Un autre point intéressant à souligner concerne la transparence de l’équipe qui est derrière ce projet. En effet, il n’y a rien d’obscur; tous les noms et profils professionnels des personnes impliquées sont aisément accessibles et présentés copieusement. Par ailleurs, ces derniers ont revu leur communication, celle-ci étant plus régulière que jamais, et plus pertinente. Une sorte de dev diary (revue de progression) est publiée sur Medium, détaillant abondamment les progrès réalisés sur la semaine et les objectifs des suivantes.

Mais bon, à juger le volume du bestiau, qu’est-ce qui pourrait jouer en faveur de son augmentation ?

  • Commençons par l’arrivée d’un fiat gateway par carte de crédit, au courant du mois d’avril, fonctionnalité peu commune et recherchée sur les exchanges, et  qui n’est pas prête à être mise en place immédiatement par la concurrence, étant donné la complexité légale et fonctionnelle d’un tel système. Cela donnera la possibilité de convertir toutes les crypto-monnaies en COSS ou en monnaie fiat et inversement; et ce grâce à sa carte bancaire, technique alternative. Les virements SEPA classiques seront par la suite disponibles.
  • Enfin, il devrait arriver en parallèle une version majoritairement réécrite du moteur de trading ainsi qu’une interface améliorée, qui permettrait ainsi la gestion d’un débit de transactions plus important et favoriserait donc l’expérience utilisateur (moins de latence, ordres bien exécutés et lisibilité des données).
  • Promotions lourdes, visant à mettre en avant la plateforme : je juge impertinent d’évoquer les ambitions trop distantes de la plateforme, qui prétend avoir signé des accords avec de nombreux commerçants, permettant dans un futur proche d’acheter des biens et commodités avec le jeton, car peu de garanties ont été émises à ce sujet .

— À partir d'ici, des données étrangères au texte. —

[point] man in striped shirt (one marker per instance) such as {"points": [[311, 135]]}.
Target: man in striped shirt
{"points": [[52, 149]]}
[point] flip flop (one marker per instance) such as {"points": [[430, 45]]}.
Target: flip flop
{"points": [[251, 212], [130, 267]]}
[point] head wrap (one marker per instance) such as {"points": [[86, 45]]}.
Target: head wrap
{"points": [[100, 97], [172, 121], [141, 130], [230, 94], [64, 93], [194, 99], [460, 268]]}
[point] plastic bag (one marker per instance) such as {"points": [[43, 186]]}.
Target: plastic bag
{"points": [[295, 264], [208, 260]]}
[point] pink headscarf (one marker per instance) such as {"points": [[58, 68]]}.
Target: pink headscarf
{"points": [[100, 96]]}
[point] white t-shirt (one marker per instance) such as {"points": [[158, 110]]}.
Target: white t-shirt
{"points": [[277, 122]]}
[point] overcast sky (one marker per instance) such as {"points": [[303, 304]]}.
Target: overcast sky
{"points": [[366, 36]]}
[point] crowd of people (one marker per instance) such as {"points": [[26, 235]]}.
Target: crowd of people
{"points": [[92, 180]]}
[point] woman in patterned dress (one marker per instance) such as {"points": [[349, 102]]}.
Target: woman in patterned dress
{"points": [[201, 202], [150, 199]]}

COSS compte 5 millions de visites par mois, et avec l’arrivée imminente de ces nouvelles fonctionnalités, ce chiffre pourrait facilement doubler. Potentiellement, le volume pourrait tout autant connaître une croissance.

Les modules de COSS

Les limites : une concurrence bien établie

Malgré ce beau corpus d’arguments positifs, on ne peut se permettre d’oublier la réalité moins glorieuse qui jette de l’ombre sur le jeton en question.

En effet, ce dernier présente aussi bien des défauts, particulièrement l’interface sur laquelle celui-ci évolue, sans compter le fait qu’il existe d’autres plateformes proposant plus ou moins les mêmes services : je parle ici de Kucoin et de Binance (même s’ils restent différents).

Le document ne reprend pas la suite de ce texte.